Thursday, May 31, 2012

White Arm Band Day: Why I Put on a White Arm Band

Gravestones at the Potočari genocide memorial near Srebrenica
Today I had a few people ask me why I was wearing a white arm band. And I thought to myself that "why" was a good question. I had been asking myself "why" I decided to wear a white arm band since the day before when I decided that I was going to participate in the event. 


There are many answers to the question of "why":


-Because I want to show my support for the victims of Prijedor. Thousands of men, women and children were ripped from their homes and forced to wear a white arm band so they could be identified as non-Serbs. On May 31, 1992, the first exterminations of non-Serbs took place in Prijedor. This first day marked a period of executions, concentration camps, mass rapes and the ultimate removal of more than 94% of Bosnian Bosniaks and Bosnian Croats from the territory of the Prijedor municipality.

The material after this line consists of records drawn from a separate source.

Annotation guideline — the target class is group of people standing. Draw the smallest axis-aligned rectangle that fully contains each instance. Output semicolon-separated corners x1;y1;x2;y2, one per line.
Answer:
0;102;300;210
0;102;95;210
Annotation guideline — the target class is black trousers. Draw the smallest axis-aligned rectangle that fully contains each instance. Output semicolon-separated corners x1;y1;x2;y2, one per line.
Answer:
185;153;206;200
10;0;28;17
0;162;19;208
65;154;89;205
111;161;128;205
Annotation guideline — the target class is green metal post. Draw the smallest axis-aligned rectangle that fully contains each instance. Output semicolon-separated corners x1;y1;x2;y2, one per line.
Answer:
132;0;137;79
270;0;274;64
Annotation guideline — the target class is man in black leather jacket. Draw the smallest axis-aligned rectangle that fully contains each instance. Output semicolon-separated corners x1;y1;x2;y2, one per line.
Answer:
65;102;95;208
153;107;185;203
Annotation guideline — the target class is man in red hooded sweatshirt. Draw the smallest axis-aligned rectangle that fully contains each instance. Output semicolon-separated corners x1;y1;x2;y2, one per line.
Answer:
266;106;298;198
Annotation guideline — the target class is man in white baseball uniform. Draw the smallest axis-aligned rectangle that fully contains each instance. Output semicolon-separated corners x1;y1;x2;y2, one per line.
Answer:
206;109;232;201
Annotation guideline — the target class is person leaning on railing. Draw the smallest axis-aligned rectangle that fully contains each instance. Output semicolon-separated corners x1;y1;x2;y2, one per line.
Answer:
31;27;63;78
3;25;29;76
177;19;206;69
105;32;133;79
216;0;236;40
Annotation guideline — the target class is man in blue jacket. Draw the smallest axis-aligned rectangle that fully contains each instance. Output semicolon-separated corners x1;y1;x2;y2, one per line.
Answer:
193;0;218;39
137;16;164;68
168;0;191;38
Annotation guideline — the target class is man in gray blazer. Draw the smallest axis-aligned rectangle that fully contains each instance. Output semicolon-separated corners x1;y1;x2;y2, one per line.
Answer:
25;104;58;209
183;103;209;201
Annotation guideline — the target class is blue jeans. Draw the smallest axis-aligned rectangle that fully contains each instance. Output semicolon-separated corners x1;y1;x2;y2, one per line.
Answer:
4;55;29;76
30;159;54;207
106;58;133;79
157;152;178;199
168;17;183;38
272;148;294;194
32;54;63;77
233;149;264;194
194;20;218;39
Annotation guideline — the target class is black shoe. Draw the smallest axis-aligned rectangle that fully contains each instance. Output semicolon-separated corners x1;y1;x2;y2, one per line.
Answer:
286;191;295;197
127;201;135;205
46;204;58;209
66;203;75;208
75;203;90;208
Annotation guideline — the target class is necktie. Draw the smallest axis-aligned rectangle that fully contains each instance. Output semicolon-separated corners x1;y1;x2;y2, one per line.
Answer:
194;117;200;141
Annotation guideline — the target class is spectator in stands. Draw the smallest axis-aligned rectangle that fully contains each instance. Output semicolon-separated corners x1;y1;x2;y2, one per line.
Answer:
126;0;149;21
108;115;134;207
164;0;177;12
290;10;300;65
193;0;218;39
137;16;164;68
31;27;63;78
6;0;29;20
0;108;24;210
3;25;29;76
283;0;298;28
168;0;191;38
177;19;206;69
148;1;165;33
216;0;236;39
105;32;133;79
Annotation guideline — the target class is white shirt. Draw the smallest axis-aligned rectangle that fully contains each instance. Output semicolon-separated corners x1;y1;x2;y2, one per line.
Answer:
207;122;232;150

-Because I can't imagine what it was like to be a little girl in the midst of the Bosnian War. When I was 12-years-old I was out playing with my friends, reading books, going to school, and living a fairly peaceful life. But other little girls were not as fortunate. Instead they were being herded into concentration camps and cherry-picked for torture and rape resulting in a slow genocide long after the war had ended. Estimates of the number of women raped on both sides of the Bosnian War are between 20,000 and 50,000. Many women and girls were placed in unhygienic conditions and were repeatedly raped. One camp was dubbed the rape camp and called "Karaman's House" where girls as young as 12-14 were forced to live before they were abused, raped and then sold. 


-Because history has a tendency to repeat itself when it is forgotten. Before the Bosnian War in 1992, the last time human beings were forced to wear a marking was in 1939 when by Nazi decree Polish Jews were forced to wear white arm bands with the blue Star of David to mark them out for extermination. 


-Because a friend of mine survived the atrocities committed in Prijedor and I want to show her and all the other survivors of these despicable crimes that there are people who care. That there are people who know how wrong this was and who refuse to let such a despicable piece of history be swept away and forgotten.


-Because wearing an arm band or placing a sheet in a window is a simple thing to do and means so very damn much. 


-Because....


Love,

Linda 

Monday, January 2, 2012

Universal Declaration of Human Rights

Eleanor Roosevelt and the United Nations
Universal Declaration of Human Rights in Spanish text.
Article 1 of the Universal Declaration of Human Rights states, "All human beings are born free and equal in dignity and rights.They are endowed with reason and conscience and should act towards one another in a spirit of brotherhood."


It is a sad fact that many places in our world do not honor this declaration. Cultural Compassion- The Human Chronicles was created to help spread the word about human rights issues that are going on in the world and sometimes in our own backyards. 


Right now, there are questions of human rights violations by Mexican police, Egypt officials are defending sweeps of human rights and pro-democracy buildings, and CPJ has reported that 45 journalists were murdered in direct reprisal for their work, killed on a dangerous assignment or killed in crossfire during a combat situation in 2011.